Il convient de rappeler, qu’aux termes des dispositions des article R. 423-38 et R. 423-39 du code de l’urbanisme, lorsque le dossier de demande d’autorisation d’urbanisme est jugé incomplet par le service instructeur, celui-ci peut adresser au pétitionnaire une demande de pièces complémentaires qui a pour effet d’interrompre le délai d’instruction de la demande d’autorisation.

En matière de demande de pièces complémentaires en cours d’instruction, l’administration ne peut exiger d’autres pièces que celles limitativement énoncées par le code de l’urbanisme.

Ainsi, en matière de permis de construire, les dispositions de l’article R. 431-4 du code de l’urbanisme prévoient :

« La demande de permis de construire comprend :

  1. a) Les informations mentionnées aux articles R. 431-5 à R. 431-12 ;
  2. b) Les pièces complémentaires mentionnées aux articles R. 431-13 à R. * 431-33-1 ;
  3. c) Les informations prévues aux articles R. 431-34 et R. 431-34-1.

Pour l’application des articles R. 423-19 à R. 423-22, le dossier est réputé complet lorsqu’il comprend les informations mentionnées au a et au b ci-dessus.

Aucune autre information ou pièce ne peut être exigée par l’autorité compétente ».

Toutefois, et depuis une jurisprudence dite Commune d’Asnières-sur-Nouère du 9 décembre 2015, le Conseil d’Etat jugeait jusqu’à présent qu’une demande illégale de pièces complémentaires par l’administration avait tout de même pour effet d’interrompre le délai d’instruction.
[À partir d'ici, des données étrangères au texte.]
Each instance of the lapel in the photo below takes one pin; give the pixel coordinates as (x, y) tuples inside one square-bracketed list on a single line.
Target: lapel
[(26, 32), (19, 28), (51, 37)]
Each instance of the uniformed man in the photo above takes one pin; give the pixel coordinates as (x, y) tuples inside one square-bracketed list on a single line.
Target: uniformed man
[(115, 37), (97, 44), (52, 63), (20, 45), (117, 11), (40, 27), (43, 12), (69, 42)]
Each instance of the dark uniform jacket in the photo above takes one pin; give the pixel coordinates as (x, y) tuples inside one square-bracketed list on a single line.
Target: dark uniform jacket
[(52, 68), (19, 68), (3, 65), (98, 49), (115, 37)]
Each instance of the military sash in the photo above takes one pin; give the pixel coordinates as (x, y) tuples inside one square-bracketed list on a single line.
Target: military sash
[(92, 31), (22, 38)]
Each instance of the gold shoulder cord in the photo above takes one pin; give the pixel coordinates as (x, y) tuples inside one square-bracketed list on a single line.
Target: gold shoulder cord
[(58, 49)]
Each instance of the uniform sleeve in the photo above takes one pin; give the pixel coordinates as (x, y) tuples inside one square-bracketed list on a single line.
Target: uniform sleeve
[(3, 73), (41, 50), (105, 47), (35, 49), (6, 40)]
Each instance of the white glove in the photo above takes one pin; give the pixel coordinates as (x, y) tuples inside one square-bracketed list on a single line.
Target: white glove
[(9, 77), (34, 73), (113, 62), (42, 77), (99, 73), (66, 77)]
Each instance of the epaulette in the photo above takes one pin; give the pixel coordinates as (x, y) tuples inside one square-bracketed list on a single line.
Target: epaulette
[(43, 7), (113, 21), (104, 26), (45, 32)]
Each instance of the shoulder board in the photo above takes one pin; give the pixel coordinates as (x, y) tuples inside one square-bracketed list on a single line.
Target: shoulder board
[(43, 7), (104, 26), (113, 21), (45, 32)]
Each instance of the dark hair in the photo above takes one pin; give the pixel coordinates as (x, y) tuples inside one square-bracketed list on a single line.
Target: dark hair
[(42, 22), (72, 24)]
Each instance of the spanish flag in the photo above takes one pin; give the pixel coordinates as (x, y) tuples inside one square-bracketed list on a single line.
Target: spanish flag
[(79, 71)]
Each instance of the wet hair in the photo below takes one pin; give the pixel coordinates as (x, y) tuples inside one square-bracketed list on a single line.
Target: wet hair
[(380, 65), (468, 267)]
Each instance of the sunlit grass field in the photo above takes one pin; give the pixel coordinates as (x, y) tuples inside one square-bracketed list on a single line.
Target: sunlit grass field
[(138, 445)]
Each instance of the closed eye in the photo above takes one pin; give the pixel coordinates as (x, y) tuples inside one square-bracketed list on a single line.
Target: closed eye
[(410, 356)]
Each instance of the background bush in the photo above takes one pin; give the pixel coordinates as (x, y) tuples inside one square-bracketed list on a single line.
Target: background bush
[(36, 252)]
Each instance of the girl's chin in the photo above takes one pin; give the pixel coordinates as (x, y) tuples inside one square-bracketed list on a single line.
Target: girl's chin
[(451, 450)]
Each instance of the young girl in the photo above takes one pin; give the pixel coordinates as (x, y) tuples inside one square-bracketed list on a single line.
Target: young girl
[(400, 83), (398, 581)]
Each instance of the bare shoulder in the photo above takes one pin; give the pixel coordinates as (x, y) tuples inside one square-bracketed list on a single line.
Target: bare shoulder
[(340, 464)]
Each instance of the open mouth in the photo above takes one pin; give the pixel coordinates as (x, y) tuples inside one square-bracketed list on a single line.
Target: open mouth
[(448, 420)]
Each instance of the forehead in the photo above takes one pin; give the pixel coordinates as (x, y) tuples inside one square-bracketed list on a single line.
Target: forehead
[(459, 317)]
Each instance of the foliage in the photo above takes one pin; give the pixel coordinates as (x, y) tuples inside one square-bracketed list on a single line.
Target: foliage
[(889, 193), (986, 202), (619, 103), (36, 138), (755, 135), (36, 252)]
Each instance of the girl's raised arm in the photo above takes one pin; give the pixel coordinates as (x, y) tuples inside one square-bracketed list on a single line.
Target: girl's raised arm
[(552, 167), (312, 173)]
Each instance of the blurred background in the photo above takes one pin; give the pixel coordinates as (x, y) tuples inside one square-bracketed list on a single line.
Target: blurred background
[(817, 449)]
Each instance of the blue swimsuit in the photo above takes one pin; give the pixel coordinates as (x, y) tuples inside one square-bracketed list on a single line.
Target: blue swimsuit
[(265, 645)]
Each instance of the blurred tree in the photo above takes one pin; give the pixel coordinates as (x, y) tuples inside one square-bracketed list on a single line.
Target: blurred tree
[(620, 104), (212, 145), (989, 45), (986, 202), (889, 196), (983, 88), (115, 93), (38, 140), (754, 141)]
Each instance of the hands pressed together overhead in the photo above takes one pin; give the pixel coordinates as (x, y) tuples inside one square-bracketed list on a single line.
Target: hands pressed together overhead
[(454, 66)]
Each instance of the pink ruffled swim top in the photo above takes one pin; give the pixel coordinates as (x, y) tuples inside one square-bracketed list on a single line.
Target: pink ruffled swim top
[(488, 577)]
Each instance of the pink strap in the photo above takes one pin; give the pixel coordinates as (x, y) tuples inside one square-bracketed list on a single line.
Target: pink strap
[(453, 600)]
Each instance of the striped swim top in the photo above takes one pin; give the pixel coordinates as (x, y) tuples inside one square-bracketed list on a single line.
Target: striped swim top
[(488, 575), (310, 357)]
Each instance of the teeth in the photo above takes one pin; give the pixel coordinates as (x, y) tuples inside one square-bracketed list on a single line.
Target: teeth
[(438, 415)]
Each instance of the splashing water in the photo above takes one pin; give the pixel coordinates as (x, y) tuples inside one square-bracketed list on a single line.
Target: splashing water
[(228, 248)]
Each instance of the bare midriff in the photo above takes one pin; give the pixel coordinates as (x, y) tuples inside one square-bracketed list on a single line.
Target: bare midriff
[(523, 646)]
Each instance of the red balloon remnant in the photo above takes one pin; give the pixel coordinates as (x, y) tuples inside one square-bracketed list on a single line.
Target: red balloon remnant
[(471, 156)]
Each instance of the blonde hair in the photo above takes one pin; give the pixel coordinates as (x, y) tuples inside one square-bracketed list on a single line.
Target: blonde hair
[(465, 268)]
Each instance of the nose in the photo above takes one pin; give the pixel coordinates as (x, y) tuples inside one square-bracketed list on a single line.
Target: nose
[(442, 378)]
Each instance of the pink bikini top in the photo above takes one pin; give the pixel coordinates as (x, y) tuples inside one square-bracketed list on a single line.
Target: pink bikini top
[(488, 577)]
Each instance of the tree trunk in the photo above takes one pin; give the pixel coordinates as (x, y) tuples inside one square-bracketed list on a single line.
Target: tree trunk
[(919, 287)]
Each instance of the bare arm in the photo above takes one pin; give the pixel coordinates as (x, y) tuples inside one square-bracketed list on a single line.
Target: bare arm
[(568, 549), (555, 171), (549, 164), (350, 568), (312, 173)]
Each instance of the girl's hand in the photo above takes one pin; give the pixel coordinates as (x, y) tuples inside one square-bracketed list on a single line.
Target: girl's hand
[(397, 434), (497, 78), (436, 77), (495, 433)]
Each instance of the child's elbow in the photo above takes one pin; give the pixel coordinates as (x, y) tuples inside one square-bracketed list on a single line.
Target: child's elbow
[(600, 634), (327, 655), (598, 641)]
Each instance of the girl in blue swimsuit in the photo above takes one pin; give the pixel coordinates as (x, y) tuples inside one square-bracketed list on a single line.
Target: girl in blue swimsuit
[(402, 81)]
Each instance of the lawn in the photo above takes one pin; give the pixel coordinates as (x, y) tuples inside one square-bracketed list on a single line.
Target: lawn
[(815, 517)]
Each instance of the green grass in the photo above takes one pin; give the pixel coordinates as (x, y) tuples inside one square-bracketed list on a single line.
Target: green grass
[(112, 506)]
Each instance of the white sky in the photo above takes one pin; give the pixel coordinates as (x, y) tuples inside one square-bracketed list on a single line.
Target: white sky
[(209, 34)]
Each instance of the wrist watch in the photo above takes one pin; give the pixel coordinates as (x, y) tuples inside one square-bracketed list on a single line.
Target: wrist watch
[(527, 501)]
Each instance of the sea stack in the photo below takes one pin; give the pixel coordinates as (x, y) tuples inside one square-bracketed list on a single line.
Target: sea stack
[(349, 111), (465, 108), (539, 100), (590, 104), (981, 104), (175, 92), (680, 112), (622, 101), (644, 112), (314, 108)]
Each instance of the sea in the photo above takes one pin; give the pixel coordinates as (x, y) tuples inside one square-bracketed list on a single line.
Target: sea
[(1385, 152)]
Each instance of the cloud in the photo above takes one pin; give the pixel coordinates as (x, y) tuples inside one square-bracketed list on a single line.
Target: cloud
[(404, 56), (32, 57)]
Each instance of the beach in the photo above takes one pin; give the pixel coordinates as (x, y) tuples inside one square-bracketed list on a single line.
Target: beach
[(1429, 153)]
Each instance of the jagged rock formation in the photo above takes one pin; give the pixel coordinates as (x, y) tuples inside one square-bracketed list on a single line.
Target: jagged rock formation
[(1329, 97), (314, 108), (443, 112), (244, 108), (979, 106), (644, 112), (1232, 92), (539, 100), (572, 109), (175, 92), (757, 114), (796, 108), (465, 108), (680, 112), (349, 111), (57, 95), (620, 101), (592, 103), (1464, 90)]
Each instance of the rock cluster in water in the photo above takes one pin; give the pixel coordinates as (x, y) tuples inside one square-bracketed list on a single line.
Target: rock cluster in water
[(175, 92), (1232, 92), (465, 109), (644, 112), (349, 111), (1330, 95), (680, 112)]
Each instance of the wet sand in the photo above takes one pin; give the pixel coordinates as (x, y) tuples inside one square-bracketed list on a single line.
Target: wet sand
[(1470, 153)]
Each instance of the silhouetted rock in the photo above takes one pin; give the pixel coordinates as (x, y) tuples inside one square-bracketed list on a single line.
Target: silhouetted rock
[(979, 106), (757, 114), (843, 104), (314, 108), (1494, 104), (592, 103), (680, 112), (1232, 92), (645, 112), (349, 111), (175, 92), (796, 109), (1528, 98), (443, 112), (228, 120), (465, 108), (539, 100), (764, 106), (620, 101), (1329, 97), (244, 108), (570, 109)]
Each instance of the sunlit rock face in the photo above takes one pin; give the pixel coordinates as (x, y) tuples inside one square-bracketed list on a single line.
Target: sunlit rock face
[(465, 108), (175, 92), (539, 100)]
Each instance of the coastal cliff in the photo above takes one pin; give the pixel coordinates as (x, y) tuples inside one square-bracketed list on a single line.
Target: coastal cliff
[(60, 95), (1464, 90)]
Ainsi, la demande illégale de pièces complémentaires ne pouvait avoir pour effet de rendre le pétitionnaire bénéficiaire d’une autorisation d’urbanisme tacite. (Conseil d’Etat, 9 décembre 2015, n°390273).

Par son arrêt en date du 9 décembre 2022, le Conseil d’Etat opère donc un revirement important en considérant désormais qu’une demande de pièces complémentaires illégale, d’une part, ne peut avoir pour effet de prolonger le délai d’instruction d’une demande d’autorisation d’urbanisme, et, d’autre part, ne fait pas obstacle à la naissance d’une décision implicite d’acceptation :

« 5. Il résulte de ces dispositions qu’à l’expiration du délai d’instruction tel qu’il résulte de l’application des dispositions du chapitre III du titre II du livre IV du code de l’urbanisme relatives à l’instruction des déclarations préalables, des demandes de permis de construire, d’aménager ou de démolir, naît une décision de non-opposition à déclaration préalable ou un permis tacite. En application de ces dispositions, le délai d’instruction n’est ni interrompu, ni modifié par une demande, illégale, tendant à compléter le dossier par une pièce qui n’est pas exigée en application du livre IV de la partie réglementaire du code de l’urbanisme. Dans ce cas, une décision de non-opposition à déclaration préalable ou un permis tacite naît à l’expiration du délai d’instruction, sans qu’une telle demande puisse y faire obstacle. »

Ainsi, il conviendra désormais pour les services instructeurs de porter une attention particulières aux demandes de pièces complémentaires au risque de voir naître, au profit du pétitionnaire, une autorisation tacite.